Obama prepara iniciativa ambiciosa para solucionar questão cubana

El País
Antonio Caño Em Washington
O governo Barack Obama está preparando uma ambiciosa iniciativa em relação a Cuba com o objetivo de pôr fim a mais de 60 anos de confronto e facilitar, em diálogo com as atuais autoridades comunistas, uma via para a democratização da ilha. Embora ainda não tenham sido dados passos concretos nessa direção, diversas fontes diplomáticas e políticas de Washington e Miami confirmam que está sendo preparado o terreno para uma mudança significativa nas relações entre Cuba e EUA em curto prazo.

O objetivo do governo americano é acelerar os trâmites o máximo possível e criar um novo cenário por ocasião da próxima cúpula americana, que se realizará em Trinidad e Tobago entre os próximos dias 17 e 19 de abril. Obama não quer deixar passar essa oportunidade para conseguir resultados, consciente da incerteza da situação em Cuba e do tempo escasso que os assuntos latino-americanos ocuparão em sua agenda no futuro imediato. Em Havana, por sua vez, se realmente quiser um acerto com os EUA, o regime nunca encontrará uma oportunidade como a que oferece a presença de Obama na Casa Branca.

É nesse contexto que se percebem em alguns círculos norte-americanos as mudanças anunciadas na segunda-feira nos principais órgãos de poder em Cuba: o presidente cubano, Raúl Castro, se cerca de pessoas de confiança para enfrentar o enorme desafio da normalização das relações com Washington, a que Fidel Castro ou figuras de seu entorno poderiam se opor.

"Eu não diria que é a prova de que existe uma disputa entre Fidel e Raúl, mas é inegável que foram promovidos os amigos de Raúl e relegados os amigos de Fidel", afirmou uma das fontes consultadas.

A decisão de uma mudança de política em relação a Cuba cabe na visão do presidente americano, que prometeu relaxar o embargo durante sua campanha eleitoral, e também corresponde à pressão de quase toda a América Latina, que tenta transformar o caso cubano na amostra de um novo modelo de convivência no continente.

Aqui não se considera como fato casual que cinco presidentes latino-americanos tenham visitado Cuba em um ano. Embora não existam mediadores identificados, todos esses presidentes e outras figuras da região e da Europa estão unindo esforços para estabelecer o diálogo no conflito mais simbólico e emocionalmente explosivo da América.

Especialmente importante é o papel que pode ter nesse sentido o Brasil, país com o qual o governo Obama quer tentar uma espécie de aliança global para enfrentar de maneira coordenada os principais problemas latino-americanos. O presidente Lula visitará Washington no próximo dia 17, exatamente com o propósito de preparar a cúpula de Trinidad e Tobago e discutir a possibilidade de incluir o assunto de Cuba na agenda dessa reunião.

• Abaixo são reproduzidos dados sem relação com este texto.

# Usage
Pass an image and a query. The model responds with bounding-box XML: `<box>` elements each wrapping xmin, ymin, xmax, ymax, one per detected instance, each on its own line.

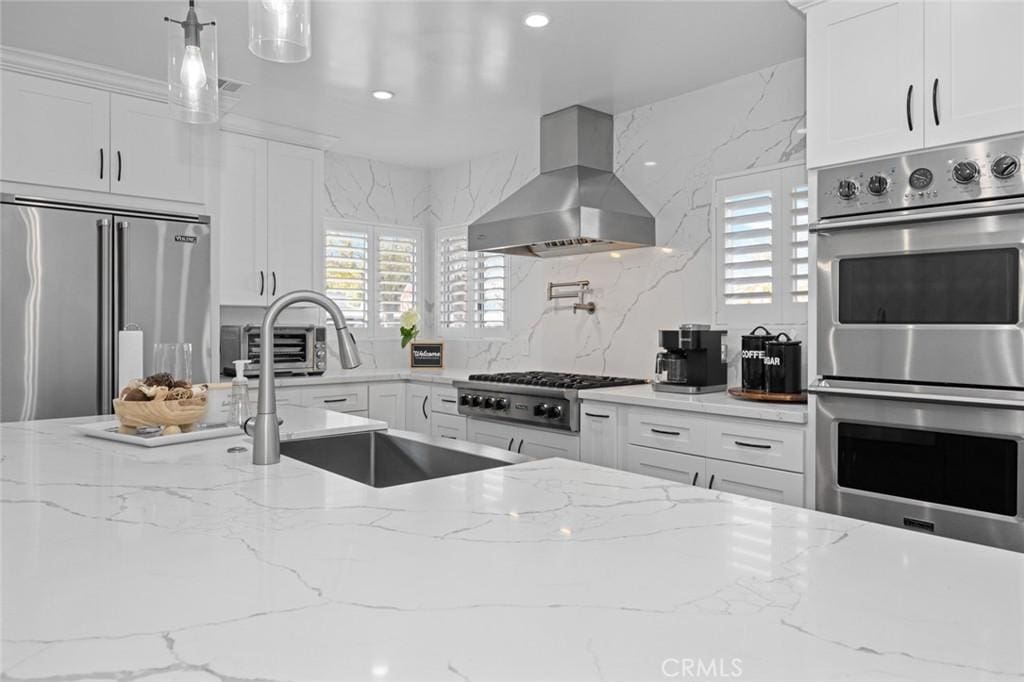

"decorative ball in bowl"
<box><xmin>114</xmin><ymin>375</ymin><xmax>207</xmax><ymax>435</ymax></box>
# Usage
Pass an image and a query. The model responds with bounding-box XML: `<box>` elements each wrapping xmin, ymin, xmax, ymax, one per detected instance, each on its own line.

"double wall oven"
<box><xmin>811</xmin><ymin>135</ymin><xmax>1024</xmax><ymax>551</ymax></box>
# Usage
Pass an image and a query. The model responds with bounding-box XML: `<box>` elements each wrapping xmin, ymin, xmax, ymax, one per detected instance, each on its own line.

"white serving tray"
<box><xmin>72</xmin><ymin>421</ymin><xmax>243</xmax><ymax>447</ymax></box>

De acordo com os tempos e o estilo cubano, Raúl Castro parece estar se preparando, segundo se interpreta aqui, para responder a uma eventual precipitação dos acontecimentos. Para poder avançar para um diálogo direto Washington-Havana é necessário estabelecer previamente uma série de concessões de ambas as partes, para as quais Obama - e o Congresso americano - está pronto, mas ainda é incerto se Raúl Castro está. As mudanças de segunda-feira e a ascensão de uma figura que se considera moderada e leal ao presidente cubano, Fernando Ramírez de Estenoz, que participou de todas as reuniões com os presidentes latino-americanos, são observadas como sinais positivos.

No lado dos obstáculos, vê-se com preocupação em Washington o papel que está desempenhando o presidente da Venezuela, Hugo Chávez, que ficaria muito isolado politicamente se Raúl Castro chegar a se entender com Obama. Chávez salientou nos últimos dias o bom estado de saúde de Fidel Castro.